Loitering just behind the guy who normally mans the front desk, he looks like he's in his fifties, with lightly tinted glasses, neatly trimmed greying hair and a goatee beard. He fills his casual sports jacket with a casually held amount of muscle, and he has a small but noticeable bulge under his coat on his left hip. He looks a little like his last job may have been a freelance gig for a South African diamond mine.

I'm now desperate to find out if it is normal practice here in the United States for companies to hire an armed guard every time they make their staff walk Spanish. I'm also intrigued to know how long this new guy is going to be needed for. I mean, I'm guessing that the kind of person who reacts to unemployment violently can hold a grudge for quite a while - at least for the duration of California's 10-day waiting period.

For the time being, I'm making sure I have my hall pass on clear display at all times.

Saturday, March 15, 2008

Small world

I love technology, and the fact that it never seems to lose its ability to astonish me. Webcams, GPS, the internet: they're all great. However, this isn't all about shiny digital newness, as the combination of a whole bunch of two-tonne metal boxes and a 100-year-old canal have just demonstrated.

To explain: when I visited the UK in January this year, I arranged to have what remained of my worldly belongings transported to me here in California. This turned out to be a painful process, partly due to how complicated and expensive it was, but mainly because of how important those things are to me. It felt plain wrong to hand them over to someone else, and then entrust a whole chain of random strangers to ship them thousands of miles across land and ocean to my new home. But let I go I did. Sort of.

The first stage of their journey took several weeks. First I dropped off the boxes with Meadows International Removals in Edinburgh, whose premises (a back street lock-up) didn't exactly inspire confidence - nor did the owner's insistence that the things they sent turned up at their intended destination "most of the time". From there, I was told that my belongings would be taken by road first to London, and then to Southampton on England's south coast. Once there, my 17 little cardboard boxes would be packed into a small corner of a much larger metal shipping container, which would then be loaded onto a sea-going vessel headed for Los Angeles.
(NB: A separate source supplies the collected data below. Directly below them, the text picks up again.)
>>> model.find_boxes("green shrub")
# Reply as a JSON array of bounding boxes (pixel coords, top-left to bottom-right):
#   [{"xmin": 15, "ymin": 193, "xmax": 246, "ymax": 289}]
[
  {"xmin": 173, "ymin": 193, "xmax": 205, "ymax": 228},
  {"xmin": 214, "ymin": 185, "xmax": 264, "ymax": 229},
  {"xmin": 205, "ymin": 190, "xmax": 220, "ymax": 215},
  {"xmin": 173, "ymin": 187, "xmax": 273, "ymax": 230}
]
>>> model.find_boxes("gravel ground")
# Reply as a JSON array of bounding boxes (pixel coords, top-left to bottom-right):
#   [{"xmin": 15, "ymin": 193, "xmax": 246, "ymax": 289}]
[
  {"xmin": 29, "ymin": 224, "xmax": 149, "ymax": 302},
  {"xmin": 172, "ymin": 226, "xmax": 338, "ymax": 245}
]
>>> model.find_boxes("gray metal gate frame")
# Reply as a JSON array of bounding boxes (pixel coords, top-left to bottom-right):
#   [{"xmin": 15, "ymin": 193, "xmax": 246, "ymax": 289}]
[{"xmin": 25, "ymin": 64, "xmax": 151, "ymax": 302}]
So, a few weeks later, I was duly sent a "bill of lading" from Southampton, presumably to reassure me that all was going well so far. Unfortunately it didn't inspire much confidence, particularly as both my surname and street address in San Francisco were mis-spelled, and the point of origin was listed as Edinburgh, Fife. However, it did tell me the name of the floaty boat that would be entrusted with not getting my things wet on their way to America: the dashing-sounding Antwerpen Express.
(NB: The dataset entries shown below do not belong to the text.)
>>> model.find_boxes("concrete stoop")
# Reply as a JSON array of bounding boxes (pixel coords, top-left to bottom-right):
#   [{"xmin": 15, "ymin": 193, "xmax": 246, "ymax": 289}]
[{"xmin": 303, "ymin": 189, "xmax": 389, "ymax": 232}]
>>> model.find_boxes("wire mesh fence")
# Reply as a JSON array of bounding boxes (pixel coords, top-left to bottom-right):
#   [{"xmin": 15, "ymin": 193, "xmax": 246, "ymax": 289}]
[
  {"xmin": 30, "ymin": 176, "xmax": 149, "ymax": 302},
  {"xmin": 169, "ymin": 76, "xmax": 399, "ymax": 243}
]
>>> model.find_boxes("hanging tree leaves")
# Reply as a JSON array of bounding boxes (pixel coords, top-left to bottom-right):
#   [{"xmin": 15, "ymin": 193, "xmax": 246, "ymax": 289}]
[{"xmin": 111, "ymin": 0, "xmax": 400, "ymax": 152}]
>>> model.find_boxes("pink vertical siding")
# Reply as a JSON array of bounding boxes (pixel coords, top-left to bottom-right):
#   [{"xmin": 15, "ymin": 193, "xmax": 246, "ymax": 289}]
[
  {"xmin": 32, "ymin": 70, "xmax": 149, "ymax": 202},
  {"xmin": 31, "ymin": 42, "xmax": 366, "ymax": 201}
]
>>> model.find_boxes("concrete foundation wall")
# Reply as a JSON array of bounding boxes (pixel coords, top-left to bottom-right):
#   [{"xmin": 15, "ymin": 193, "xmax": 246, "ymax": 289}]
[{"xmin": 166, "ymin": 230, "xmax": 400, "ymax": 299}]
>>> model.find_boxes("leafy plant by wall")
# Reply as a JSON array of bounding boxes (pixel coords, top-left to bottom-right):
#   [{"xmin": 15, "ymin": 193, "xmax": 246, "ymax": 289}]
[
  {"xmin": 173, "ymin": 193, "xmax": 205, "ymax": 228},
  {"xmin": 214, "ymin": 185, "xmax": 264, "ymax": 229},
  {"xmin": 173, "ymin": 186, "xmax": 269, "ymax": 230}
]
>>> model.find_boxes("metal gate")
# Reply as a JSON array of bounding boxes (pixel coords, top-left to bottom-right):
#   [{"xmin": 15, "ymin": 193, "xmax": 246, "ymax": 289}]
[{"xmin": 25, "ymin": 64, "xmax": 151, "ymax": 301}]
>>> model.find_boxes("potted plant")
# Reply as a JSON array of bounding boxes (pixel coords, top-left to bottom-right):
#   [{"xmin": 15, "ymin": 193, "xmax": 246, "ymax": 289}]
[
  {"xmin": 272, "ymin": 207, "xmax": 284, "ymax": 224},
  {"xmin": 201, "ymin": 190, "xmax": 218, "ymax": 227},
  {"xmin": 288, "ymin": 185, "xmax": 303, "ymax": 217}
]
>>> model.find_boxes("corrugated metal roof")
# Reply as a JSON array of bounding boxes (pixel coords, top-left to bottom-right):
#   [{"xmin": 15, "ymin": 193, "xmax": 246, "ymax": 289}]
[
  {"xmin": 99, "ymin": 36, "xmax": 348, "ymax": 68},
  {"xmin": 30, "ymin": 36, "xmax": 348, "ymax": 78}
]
Now, being the person I am, I immediately Googled the ship's name to find out a little bit more about her (size, weight, age, propensity for losing containers, that sort of thing). This led me to discover, a website that tracks the locations of ships all over the world, including the Antwerpen Express (updates are only made every 6-12 hours, and all times are GMT.)

So, for the past few weeks I've been following the steady progress of my brave boat as it crossed the Atlantic, made its way down the east coast of the US, and then traversed the Caribbean. Then, the day before yesterday, I noticed that it was nearing the Panama Canal, and I began to wonder if there was a website that offered more details on ships as they passed through. Which is how I discovered this page of webcams covering the main locks on the canal, and started to watch them obsessively in the hope of catching sight of my now-beloved ship.

You see, I really am very attached to the stuff I have on that boat (or, at least, the stuff I hope is on that boat). Before I left the UK almost a year ago, I had to get rid of the vast majority of my possessions (some of it via these very pages), so the things that are left are like a distillation of who I am. To someone else, they may just be a 92kg pile of crappy old records, CDs and books, but they mean much, much more to me. And it's those things which are hopefully still on the high seas, not in them.

So, image the thrill I felt just after 3.30 this afternoon, when a Hapag Lloyd vessel hove into view on the Milaflores Lock camera. Now, I can't be entirely sure it was the Antwerpen Express, as the combination of low image resolution, a slightly dirty camera lens and the curve of the ship's bow all prevented me from getting a good look at the name. But, the only other Hapag Lloyd ship in the area is already on the other, Pacific side of the canal, so I'm pretty sure it was my baby.

And, suddenly, the world seems a little smaller, technology seems a little cooler, and the idea that my precious cargo might actually get to me safely seems a little less remote.